Un altro cervello in fuga dall’Italia. Giovanissimo. Spiega che questo Paese non fa più per lui. Quanto sia dura essere giovani qui da noi l’ha capito un paio di notti fa, a Ceriale: stava su una Cinquecento guidata dall’amica neopatentata, lei ha preso in pieno il motorino su cui viaggiavano Sofia, 23 anni, morta sul colpo, e l’amica Emma, gravissima in ospedale, un piede amputato.

In piena tragedia, questo giovane cervello è sceso dalla macchina e ha trovato la prontezza (cervello molto agile e sveglio) di girare subito un video e di farlo viaggiare sui social, così si fa al tempo della comunicazione, lui protagonista assoluto con una frase storica, sostenuta da risata sguaiata: “Oh, questa è morta, giuro… abbiamo rotto tutto stanotte. Per un mese niente lavoro, tentato omicidio ci han dato…”.

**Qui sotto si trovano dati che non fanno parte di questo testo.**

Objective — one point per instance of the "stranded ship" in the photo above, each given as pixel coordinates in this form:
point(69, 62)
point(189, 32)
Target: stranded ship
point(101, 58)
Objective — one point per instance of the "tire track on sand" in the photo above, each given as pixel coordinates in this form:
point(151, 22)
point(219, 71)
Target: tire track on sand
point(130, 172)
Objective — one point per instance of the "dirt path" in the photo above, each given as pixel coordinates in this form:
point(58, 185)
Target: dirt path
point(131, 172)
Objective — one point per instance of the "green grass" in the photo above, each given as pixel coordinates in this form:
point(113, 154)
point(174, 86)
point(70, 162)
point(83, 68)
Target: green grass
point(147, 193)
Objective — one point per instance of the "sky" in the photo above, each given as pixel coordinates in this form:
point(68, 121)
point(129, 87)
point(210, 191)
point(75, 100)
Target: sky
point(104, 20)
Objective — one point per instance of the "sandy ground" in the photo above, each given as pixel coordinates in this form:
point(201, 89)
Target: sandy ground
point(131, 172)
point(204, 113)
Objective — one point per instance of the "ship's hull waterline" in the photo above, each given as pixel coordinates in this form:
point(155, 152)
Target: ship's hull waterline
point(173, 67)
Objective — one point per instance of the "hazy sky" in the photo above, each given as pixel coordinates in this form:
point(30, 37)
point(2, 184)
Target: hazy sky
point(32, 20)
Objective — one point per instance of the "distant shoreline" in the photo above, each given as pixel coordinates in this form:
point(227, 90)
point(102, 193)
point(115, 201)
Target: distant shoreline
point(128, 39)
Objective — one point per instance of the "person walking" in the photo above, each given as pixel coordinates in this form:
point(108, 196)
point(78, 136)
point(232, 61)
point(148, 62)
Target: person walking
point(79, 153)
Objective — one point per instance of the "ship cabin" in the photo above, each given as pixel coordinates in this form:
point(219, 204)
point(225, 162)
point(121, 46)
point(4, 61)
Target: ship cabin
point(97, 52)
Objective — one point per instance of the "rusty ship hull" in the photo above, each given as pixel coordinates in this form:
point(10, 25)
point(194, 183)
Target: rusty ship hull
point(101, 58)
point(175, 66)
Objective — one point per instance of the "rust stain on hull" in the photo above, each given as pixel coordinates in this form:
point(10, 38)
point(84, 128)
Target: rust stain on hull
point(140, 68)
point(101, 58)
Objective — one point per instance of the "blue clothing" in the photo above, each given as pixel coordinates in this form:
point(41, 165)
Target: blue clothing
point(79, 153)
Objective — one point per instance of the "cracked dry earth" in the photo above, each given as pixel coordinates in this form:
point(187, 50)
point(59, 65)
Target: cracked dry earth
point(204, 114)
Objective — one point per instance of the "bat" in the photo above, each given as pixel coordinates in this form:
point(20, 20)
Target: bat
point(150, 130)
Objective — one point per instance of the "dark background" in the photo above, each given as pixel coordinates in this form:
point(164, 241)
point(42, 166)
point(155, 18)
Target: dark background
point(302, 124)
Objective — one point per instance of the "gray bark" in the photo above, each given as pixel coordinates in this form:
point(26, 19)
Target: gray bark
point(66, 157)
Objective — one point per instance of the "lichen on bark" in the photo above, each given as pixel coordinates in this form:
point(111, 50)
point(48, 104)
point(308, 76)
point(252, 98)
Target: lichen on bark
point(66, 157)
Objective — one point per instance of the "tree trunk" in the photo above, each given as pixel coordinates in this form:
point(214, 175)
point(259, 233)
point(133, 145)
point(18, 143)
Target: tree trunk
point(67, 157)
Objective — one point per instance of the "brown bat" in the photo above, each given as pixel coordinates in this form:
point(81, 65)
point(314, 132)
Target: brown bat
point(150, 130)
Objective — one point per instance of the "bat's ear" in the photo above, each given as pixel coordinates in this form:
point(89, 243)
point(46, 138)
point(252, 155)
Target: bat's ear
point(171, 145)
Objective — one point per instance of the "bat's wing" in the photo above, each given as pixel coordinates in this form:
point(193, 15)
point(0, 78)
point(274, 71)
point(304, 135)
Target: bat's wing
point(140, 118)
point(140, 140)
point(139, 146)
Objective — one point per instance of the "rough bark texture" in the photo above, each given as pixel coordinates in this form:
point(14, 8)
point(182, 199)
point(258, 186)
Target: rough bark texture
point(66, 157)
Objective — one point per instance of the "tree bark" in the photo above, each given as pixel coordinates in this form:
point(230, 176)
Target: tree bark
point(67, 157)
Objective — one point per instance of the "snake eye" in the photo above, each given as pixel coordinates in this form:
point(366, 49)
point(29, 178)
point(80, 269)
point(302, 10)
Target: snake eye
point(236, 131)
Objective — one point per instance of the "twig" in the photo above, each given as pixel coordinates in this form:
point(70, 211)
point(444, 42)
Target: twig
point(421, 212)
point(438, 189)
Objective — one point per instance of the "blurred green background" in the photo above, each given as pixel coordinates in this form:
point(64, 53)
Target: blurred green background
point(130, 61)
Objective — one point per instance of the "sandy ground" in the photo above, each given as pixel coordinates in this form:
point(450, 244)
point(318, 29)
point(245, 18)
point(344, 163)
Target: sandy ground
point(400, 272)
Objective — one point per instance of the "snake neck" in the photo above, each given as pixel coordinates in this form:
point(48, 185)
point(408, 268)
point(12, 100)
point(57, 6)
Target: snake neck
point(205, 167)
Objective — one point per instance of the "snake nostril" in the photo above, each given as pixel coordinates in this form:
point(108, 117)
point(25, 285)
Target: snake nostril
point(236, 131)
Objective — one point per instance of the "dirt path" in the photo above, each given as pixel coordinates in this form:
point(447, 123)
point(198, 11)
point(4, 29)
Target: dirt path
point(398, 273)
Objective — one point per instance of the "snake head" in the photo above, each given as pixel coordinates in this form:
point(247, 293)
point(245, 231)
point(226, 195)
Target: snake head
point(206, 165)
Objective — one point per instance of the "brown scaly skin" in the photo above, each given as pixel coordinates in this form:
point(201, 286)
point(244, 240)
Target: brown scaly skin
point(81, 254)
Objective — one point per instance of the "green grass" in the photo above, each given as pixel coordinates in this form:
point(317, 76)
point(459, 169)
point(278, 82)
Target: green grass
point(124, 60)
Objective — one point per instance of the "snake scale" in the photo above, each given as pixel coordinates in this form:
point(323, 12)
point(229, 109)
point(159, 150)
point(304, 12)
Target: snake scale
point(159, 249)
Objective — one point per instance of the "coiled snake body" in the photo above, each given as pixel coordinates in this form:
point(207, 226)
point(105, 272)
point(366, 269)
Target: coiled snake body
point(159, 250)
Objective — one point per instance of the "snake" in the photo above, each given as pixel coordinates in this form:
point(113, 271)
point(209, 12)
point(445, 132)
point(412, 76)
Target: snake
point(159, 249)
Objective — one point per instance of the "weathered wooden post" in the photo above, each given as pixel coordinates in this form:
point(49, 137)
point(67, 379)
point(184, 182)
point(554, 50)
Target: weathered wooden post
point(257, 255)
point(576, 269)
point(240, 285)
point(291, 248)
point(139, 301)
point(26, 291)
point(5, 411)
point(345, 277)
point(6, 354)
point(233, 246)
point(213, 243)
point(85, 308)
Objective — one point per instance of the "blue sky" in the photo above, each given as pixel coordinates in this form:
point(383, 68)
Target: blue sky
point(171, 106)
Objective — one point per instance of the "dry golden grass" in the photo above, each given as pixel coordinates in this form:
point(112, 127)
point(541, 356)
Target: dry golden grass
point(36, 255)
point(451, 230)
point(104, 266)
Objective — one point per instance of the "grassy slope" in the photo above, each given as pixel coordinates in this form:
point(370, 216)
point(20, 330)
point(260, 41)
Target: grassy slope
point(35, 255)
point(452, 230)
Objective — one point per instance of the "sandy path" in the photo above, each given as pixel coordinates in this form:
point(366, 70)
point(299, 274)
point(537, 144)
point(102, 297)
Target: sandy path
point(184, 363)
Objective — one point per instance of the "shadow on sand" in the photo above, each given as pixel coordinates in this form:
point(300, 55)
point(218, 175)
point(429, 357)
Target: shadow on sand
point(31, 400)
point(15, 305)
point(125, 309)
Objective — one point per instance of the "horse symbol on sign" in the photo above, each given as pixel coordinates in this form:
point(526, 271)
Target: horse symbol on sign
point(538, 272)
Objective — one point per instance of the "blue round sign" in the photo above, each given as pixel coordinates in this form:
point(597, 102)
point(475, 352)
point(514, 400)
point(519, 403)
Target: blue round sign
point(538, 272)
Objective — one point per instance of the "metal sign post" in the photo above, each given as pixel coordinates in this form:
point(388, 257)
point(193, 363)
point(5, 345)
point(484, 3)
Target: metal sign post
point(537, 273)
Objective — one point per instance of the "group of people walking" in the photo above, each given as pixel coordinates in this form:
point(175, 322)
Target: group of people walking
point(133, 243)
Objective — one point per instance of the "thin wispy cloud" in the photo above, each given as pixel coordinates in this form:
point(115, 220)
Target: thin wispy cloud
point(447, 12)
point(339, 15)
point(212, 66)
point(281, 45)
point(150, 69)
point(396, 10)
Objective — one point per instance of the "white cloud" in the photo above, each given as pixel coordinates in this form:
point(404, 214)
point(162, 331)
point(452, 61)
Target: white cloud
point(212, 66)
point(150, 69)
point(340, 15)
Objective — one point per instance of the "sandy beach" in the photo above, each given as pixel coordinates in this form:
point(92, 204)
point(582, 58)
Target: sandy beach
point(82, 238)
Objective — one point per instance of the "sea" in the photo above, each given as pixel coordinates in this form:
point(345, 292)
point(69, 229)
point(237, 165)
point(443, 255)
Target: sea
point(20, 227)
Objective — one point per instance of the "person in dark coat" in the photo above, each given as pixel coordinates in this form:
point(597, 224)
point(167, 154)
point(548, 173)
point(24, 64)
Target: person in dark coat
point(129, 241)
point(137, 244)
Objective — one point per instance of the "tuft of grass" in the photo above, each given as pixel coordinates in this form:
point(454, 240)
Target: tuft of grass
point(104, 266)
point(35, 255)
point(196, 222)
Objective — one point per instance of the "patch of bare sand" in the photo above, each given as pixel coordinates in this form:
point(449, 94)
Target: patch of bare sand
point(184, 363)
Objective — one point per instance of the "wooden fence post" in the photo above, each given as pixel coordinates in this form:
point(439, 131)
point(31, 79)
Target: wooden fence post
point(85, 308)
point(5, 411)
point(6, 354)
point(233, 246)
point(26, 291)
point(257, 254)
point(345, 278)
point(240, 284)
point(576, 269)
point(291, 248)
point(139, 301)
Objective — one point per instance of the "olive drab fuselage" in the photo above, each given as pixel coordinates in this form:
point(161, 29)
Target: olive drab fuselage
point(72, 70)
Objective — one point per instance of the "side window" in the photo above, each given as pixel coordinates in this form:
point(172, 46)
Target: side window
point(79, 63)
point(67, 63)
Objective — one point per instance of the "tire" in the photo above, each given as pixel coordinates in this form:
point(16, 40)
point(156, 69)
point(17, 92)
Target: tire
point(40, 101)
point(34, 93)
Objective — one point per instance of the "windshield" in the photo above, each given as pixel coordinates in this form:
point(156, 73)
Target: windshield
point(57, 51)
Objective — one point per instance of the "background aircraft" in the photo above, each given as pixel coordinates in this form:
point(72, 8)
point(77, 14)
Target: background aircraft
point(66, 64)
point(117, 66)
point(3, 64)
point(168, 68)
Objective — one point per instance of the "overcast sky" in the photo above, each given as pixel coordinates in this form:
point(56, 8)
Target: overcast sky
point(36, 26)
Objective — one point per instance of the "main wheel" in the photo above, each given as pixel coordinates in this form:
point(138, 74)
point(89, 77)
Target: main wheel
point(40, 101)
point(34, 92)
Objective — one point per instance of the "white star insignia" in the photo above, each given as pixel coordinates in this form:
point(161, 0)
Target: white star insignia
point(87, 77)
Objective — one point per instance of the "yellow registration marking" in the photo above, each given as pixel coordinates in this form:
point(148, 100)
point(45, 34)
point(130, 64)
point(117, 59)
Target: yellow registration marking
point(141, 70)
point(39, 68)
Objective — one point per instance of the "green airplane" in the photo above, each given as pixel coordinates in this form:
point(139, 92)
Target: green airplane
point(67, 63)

E poi il dopo, nelle ore successive. Sempre più dura, essere giovane in Italia. Parecchia gente si raduna sotto casa sua, a molti prudono le mani, lui allora prontamente gira un secondo video: “Chiedo scusa, ero ubriaco”. Così si fa nel terzo millennio: se ne combina di ogni, si ammazza Sofia, si rovina la vita a Emma, poi basta chiedere scusa.

Ma evidentemente l’Italia non è ancora un Paese così evoluto, al passo con i tempi e con i modi della modernità: tant’è vero che per il ventenne si fa decisamente difficile riprendere il normale corso della propria esistenza, nemmeno avesse ammazzato qualcuno.

Improvvisamente, di lunedì mattina, eccolo in un terzo video, girato direttamente alla Malpensa, prima di salire su un aereo. Ancora parole toccanti: “Mi sa che il mio piano di fare bella vita felice in Italia è fallito. Tutta Italia ci odia, remigrazione”, dice citando lo slogan del generale Vannacci (molto aggiornato, politicamente, il soggetto). Infine la desolata resa: “Mi ha rovinato la vita sto incidente, mi tocca cambiare vita, guarda qua, porca puttana… Meno male che prendo tutto sul ridere, se no qua…”.

E in questo caso non era ubriaco. Non c’è bisogno di accompagnarlo con altri commenti. Per una volta, l’Italia saluta un giovane cervello in fuga senza grossi rimpianti. Cervello fuoriuso, se lo godano gli altri. Qui non mancherà a nessuno. Sempre che dopo il solito tempo tecnico non finiremo per perdonare anche questo illuminato, riaccogliendolo a braccia aperte, sacrificando un vitello grasso.